Namun terkait aspek terburuknya, teknologi CGI yang digunakan pada dua kecelakaan besar yang mendasari film ini terlalu kasar.
Kedua kecelakaan itu melibatkan sebuah mobil tunggal yang terbang di udara.
Dan, pada contoh pertama, terlihat jelas boneka mainan dilempar dari mobil tersebut, tidak seperti sosok manusia.
Ini membuat mood keluar dari momen yang seharusnya sangat berdampak, dan hampir membuat penulis artikel ini (dari Motorsport) terkikik melihat kualitas CGI yang seperti itu.
Kedua, insiden itu memang memiliki nilai kejutan signifikan karena melibatkan kematian sembilan penonton, termasuk lima anak-anak.
Tapi CGI gagal menyampaikan emosi apa pun yang diharapkan. Namun, dampak praktis setelahnya benar-benar mengerikan dan lebih dari sekadar kompensasi.
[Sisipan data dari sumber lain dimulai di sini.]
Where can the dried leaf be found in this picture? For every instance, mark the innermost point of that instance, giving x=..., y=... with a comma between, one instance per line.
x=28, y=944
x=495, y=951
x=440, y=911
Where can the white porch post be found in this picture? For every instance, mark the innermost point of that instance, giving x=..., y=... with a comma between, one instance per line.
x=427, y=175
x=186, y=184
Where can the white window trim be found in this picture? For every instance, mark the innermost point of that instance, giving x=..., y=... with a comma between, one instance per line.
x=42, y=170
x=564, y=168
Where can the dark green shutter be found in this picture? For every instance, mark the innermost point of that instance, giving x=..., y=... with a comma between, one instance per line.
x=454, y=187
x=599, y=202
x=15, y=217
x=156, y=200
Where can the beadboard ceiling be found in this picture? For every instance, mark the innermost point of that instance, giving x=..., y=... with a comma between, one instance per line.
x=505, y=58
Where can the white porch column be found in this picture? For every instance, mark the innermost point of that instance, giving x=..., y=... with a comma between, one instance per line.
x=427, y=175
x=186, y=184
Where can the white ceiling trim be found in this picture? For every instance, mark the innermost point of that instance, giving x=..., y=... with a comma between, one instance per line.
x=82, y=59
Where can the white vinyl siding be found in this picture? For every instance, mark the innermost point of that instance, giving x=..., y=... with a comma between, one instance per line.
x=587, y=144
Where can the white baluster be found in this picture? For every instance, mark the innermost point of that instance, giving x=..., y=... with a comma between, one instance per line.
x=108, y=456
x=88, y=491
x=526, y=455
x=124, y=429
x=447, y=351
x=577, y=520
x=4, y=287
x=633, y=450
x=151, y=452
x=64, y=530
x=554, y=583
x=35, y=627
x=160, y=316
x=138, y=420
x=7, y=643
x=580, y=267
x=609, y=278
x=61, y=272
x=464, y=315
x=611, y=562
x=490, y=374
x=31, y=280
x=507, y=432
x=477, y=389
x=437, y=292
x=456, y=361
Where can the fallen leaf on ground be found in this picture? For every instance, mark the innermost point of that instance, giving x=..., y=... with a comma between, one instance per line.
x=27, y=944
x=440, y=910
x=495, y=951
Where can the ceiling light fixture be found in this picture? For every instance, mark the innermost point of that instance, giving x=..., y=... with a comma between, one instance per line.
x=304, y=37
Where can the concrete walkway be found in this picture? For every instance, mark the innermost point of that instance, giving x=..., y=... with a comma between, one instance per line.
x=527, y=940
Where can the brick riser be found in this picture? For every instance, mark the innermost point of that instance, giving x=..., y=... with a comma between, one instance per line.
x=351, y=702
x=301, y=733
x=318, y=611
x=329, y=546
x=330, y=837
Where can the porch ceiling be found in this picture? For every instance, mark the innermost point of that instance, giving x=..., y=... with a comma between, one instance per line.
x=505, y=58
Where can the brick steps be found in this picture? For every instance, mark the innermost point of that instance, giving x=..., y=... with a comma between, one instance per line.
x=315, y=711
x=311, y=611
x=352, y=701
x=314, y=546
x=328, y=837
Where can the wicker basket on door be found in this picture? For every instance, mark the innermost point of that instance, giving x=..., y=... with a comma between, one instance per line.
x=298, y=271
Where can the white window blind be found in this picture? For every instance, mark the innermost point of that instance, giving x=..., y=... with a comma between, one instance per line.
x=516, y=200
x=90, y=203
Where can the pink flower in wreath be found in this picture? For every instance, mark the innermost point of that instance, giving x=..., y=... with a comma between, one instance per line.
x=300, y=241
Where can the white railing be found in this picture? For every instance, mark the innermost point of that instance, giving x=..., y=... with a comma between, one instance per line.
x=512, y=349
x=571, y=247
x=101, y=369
Jauh dari balapan, dua adegan ranjang dan sebuah akhir yang tidak memiliki resolusi nyata membuat penulis artikel dari Motorsport ini bingung.
Saat mobil Ferrari tidak berada di trek, kecepatannya juga sering turun hingga seperti merangkak.
Ada adegan Penelope Cruz yang menatap diam-diam ke jarak tengah yang berlangsung jauh lebih lama daripada yang diperlukan.
Percakapan antara karakter utama tidak pernah gagal untuk memajukan cerita dan, seperti yang telah disebutkan, meskipun aktingnya unggul, namun seharusnya bisa diringkas.
Terlepas dari serangkaian hal negatif ini, Ferrari benar-benar memberikan wawasan menarik tentang salah satu periode paling brutal dalam sejarah balapan.
Bisakah segalanya berjalan lebih baik? Ya. Mungkinkah ada balapan yang lebih nyata? Ya.
Apakah balapan ekstra akan memberi manfaat pada cerita ini? Itu masih bisa diperdebatkan. Tentu saja, film ini masih jauh dari sempurna.
Apakah Anda akan menikmati film Ferrari atau tidak, pada akhirnya tergantung pada selera masing-masing.
Jika Anda menginginkan alur seperti film Rush (tahun 2013), Ferrari akan terasa kurang gereget dan tidak sepenuhnya memuaskan.
Tetapi jika Anda ingin melihat lebih banyak tentang Ferrari sebagai manusia daripada pabrikannya, film ini akan memberikan Anda gambaran tersebut.